The daughter is most impressed by her mother's compassion for young people, adding that she talks with gang members and invites them into the family's home.

"She is like my father was before he was killed," Michelle said. "She tells us that my dad would want her to do that. The gang members in the gang who shot my father came here and apologized to her, and they don't hang around the park by our house out of respect to my mom."

Nancy Gardner

About 30 years ago Nancy Gardner learned that her husband, Albert, had Parkinson's disease. She cared for him in their Fallston home.
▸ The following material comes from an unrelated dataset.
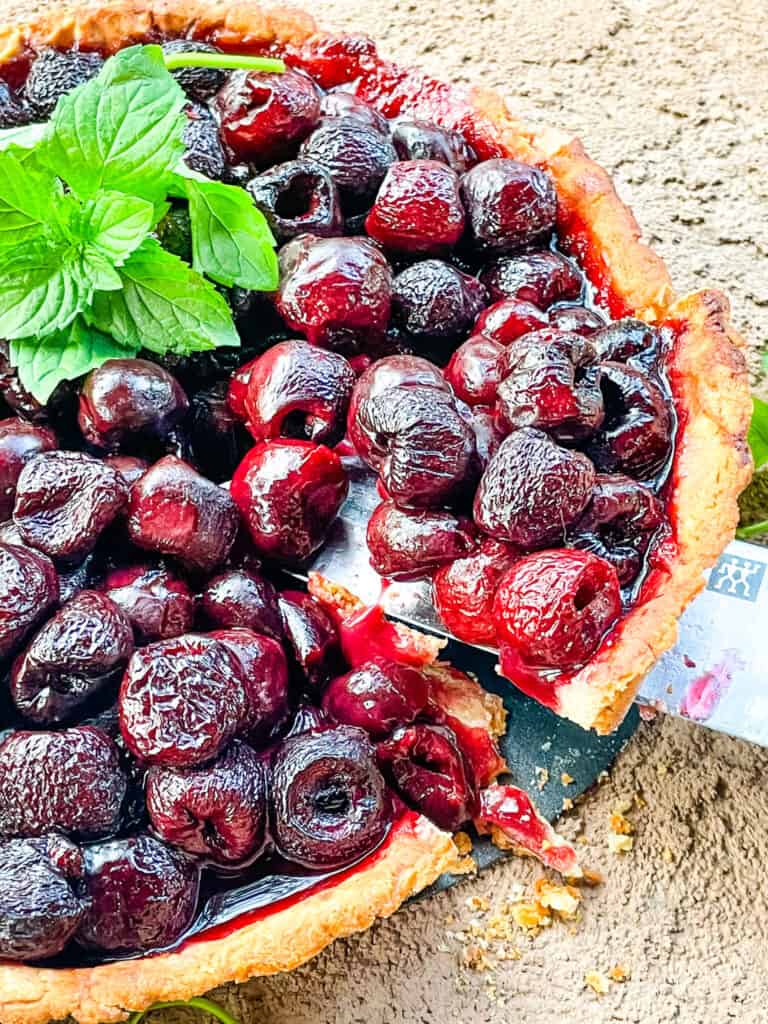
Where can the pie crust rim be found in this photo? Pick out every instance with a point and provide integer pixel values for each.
(711, 389)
Her long-term efforts to take care of her husband became a valuable lesson for her children.

"My mother taught us what it meant to be a true life partner," said daughter Karen Honecker.

During that time, although she didn't have as much time as she wanted to spend with her four daughters, she tried to teach them to be the best people that they could be, she said.

Eventually her husband, who was an attorney and an accountant, could no longer be cared for at home and was placed in a nursing home. That's when her daughters demonstrated what they had learned from their mother.

"The girls made a schedule and every night one of them was there to feed their father," said Gardner, who also has 10 grandchildren and two great-grandchildren. "I was very proud to be their mother."

Susan Lanman

Susan Lanman said she always wanted to be a mother. However, she never imagined the challenges she would face when she learned in January 2006 that her 9-year-old son, Benjamin, had Ewing's sarcoma, a rare bone cancer.

The Bel Air mother of two decided that perspective was everything when it came to facing the difficulties of her son's illness. And in some cases Benjamin led the way.

After losing his hair during chemotherapy, Benjamin turned it into a source of levity by staging skits with his sister, Olivia, where they pretended she was pulling his hair out. Benjamin laughed about it, and so did the rest of the family, Lanman said.

"We did whatever we could to make his hair loss normal. We kissed his little bald head at night and rubbed it for good luck," she said. "Then when his hair grew back we mourned the loss of his baldness. Perception is everything."

Said Benjamin: "My mom always knows how to make me feel better."

Lanman made sure that Olivia, 11, did not feel neglected. She signed her daughter up in a program that provides support the siblings of children with cancer.

"It is a program where you don't have to feel like you are alone, and that someone cares about you," said Olivia, a sixth-grader at Southhampton Middle School. "She did it secretly and I thought it was an awesome thing for her to do."